LOBBYISTS: Debate Over Prescription Drugs Creates Unusual Enemies
The current debate over prescription drug benefits not only divides Democrats from Republicans, it pits two large, influential lobbies against one another -- the Health Insurance Association of America and the Pharmaceutical Research and Manufacturers of America, the New York Times reports. For several months, the pharmaceutical industry has been arguing on Capitol Hill and in broad advertisements that private insurance companies should offer prescription drug benefits. In a recent advertisement, the pharmaceutical industry argued that the Democrats' proposal to add a prescription drug benefit to Medicare "would hurt the industry, slow research and ultimately harm patients."
Allies No More?
However, the insurance industry, normally an ally of the Republican Party, has voiced objections to the GOP plan, which relies on insurance companies to offer prescription drug benefits. Even though the GOP plan would offer insurers subsidies, HIAA officials argue that private companies would face difficulties offering an inexpensive product and making a profit while drug prices keep climbing and the elderly, who take the most medications, would be purchasing the coverage. Chip Kahn, president of HIAA, testified before a House committee earlier this month, "We do not believe that private drug-only insurance is a viable concept given the substantial economic and regulatory barriers and problems with adverse selection that would face such a product." Democrats say that the insurance industry's resistance proves that the GOP plan is unrealistic. "This really shows the GOP drug plan to be a mirage," Ronald Pollack, executive director of Families USA, a health care advocacy group, said, adding, "It looks good from a distance, but there's very little there. Notwithstanding the fact that the GOP bill would provide huge subsidies to insurance companies, the insurance companies are still saying, 'We're not going to offer these policies.'" But PhRMA officials counter that a privatized plan would work, since, as PhRMA Executive Vice President Judith Bello testified, the insurance industry has already created private policies for "cancer, sports accidents, emergency room visits, pregnancy complications and campers."
John Feehery, a spokesperson for House Speaker Dennis Hastert (R- Ill.), said that the GOP plan "will create a huge pot of money that the private market will want to get involved in.
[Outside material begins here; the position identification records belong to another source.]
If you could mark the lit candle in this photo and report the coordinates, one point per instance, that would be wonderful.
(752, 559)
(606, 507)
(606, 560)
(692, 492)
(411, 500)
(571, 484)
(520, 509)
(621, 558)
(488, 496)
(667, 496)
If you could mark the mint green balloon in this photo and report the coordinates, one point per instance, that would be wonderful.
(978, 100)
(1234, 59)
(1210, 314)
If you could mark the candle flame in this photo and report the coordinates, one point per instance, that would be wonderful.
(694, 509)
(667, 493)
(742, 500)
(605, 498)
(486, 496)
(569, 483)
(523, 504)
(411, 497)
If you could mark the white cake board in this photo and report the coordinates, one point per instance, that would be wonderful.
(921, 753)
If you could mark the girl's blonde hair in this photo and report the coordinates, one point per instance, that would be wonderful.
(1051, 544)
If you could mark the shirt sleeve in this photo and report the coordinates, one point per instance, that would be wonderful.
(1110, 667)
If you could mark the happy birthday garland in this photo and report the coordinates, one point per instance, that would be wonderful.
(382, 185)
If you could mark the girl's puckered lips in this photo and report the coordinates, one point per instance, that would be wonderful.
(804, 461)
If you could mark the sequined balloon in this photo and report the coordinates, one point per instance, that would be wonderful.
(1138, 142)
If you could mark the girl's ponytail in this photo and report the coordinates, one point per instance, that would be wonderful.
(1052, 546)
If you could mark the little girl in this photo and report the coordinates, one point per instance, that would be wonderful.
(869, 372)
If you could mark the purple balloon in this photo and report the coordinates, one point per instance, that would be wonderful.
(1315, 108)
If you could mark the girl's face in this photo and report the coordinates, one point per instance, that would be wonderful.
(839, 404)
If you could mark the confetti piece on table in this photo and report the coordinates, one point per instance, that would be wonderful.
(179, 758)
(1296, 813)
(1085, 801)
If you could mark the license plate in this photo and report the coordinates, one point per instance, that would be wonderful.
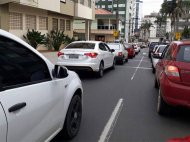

The fact is, this is a great benefit for seniors and we've already had some movement from the private sector that they will be interested in it." But critics point to Medicare+Choice, the last major effort to privatize health benefits. Rep. Benjamin Cardin (D-Md.) contended that the plan "by anyone's analysis has not worked" and points to the large numbers of private HMOs that have pulled out of the Medicare program because of its unprofitability (Toner, 6/25).